Dennis Block, an attorney for the shareholders' committee, did not return a phone call seeking comment. Officials at UnitedGlobalCom were unavailable for comment.

UnitedGlobalCom had made the tender offer on Oct. 6, adding it would scrap the offering if it did not receive a majority of the UGC Europe shares it did not already own. UnitedGlobalCom currently owns 66.75% of UGCE shares.

With its existing stake and the tendered shares, UnitedGlobalCom had expected to control about 90% of UGC Europe stock, later effecting a short-form merger between UGC Europe and a wholly-owned subsidiary of United.

United would have then acquired the shares in the subsidiary for the same price.

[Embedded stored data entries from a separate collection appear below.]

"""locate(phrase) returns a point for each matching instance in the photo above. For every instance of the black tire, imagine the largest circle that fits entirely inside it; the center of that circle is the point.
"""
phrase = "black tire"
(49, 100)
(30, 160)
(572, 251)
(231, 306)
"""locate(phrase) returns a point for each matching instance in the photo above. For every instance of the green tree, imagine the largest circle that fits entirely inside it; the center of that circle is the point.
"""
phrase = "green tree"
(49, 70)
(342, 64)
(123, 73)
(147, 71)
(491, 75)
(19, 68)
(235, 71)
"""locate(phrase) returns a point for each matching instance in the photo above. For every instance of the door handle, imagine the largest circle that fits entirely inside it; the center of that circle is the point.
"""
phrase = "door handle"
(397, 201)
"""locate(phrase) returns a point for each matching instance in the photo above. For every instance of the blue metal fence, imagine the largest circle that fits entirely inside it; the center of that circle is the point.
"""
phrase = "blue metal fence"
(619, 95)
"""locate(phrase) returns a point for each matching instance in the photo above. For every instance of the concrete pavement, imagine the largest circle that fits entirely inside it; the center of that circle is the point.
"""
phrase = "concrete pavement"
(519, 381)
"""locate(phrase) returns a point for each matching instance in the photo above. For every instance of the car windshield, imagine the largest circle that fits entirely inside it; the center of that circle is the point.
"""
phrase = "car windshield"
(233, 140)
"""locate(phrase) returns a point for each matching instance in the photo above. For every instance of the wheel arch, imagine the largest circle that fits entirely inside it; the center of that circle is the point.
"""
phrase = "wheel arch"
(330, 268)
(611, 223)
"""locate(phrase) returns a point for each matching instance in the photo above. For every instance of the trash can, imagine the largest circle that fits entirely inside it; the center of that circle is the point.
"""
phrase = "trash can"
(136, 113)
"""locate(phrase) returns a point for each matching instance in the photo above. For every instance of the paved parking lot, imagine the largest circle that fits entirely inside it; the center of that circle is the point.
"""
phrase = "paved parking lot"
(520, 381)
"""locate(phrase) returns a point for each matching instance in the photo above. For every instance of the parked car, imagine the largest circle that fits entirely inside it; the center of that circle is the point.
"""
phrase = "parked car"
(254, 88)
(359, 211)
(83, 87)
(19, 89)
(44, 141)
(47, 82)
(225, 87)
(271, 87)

UGCE was created earlier this year after Dutch cable operator United Pan-Europe Communications N.V. emerged from Chapter 11 bankruptcy protection. UGC Europe has about 6.4 million video subscribers on the continent – it is the largest MSO in the Netherlands.

UnitedGlobalCom has about 7.4 million video subscribers in several European countries.

A majority of UGC Europe shareholders are former bondholders who accepted equity in the restructuring and were expected to tender their shares in return for the more liquid UnitedGlobalCom stock.

It was also speculated that Liberty Media Corp. – which owns 75% of UnitedGlobalCom – could use the combined UGC Europe and United as an acquisition vehicle for other international cable assets.

Stifel, Nicolaus & Co. analyst Ted Henderson called it unlikely UnitedGlobalCom would boost its tender offer significantly.

"It is possible that it gets a little sweetened," Henderson said. "But I don't see them chasing this thing."

Henderson said that with Liberty Media Corp.'s decision to put its international spin-off on hold offers little incentive to do the UGC Europe deal.

Liberty, through its 75% ownership of UnitedGlobalCom, owns about 50% of UGC Europe.

'No Second Step'

"If they did the tender offer, Liberty would own about 55% [of UGC Europe]," Henderson said. "Liberty's ownership in UGC Europe doesn't change dramatically."

Henderson added that it appears that UGC Europe shareholders are willing to take their chances and hold on to their UGC Europe shares.

"If they don't want that [UnitedGlobalCom] security, they can ride the boat with a relatively non-liquid UGCE. I think that will be the mindset," Henderson said.

Henderson added that there was no strategic reason to absorb UCG Europe, adding that it is unlikely that there will be any new negotiations between the parties.

"There is no second step after this," Henderson said.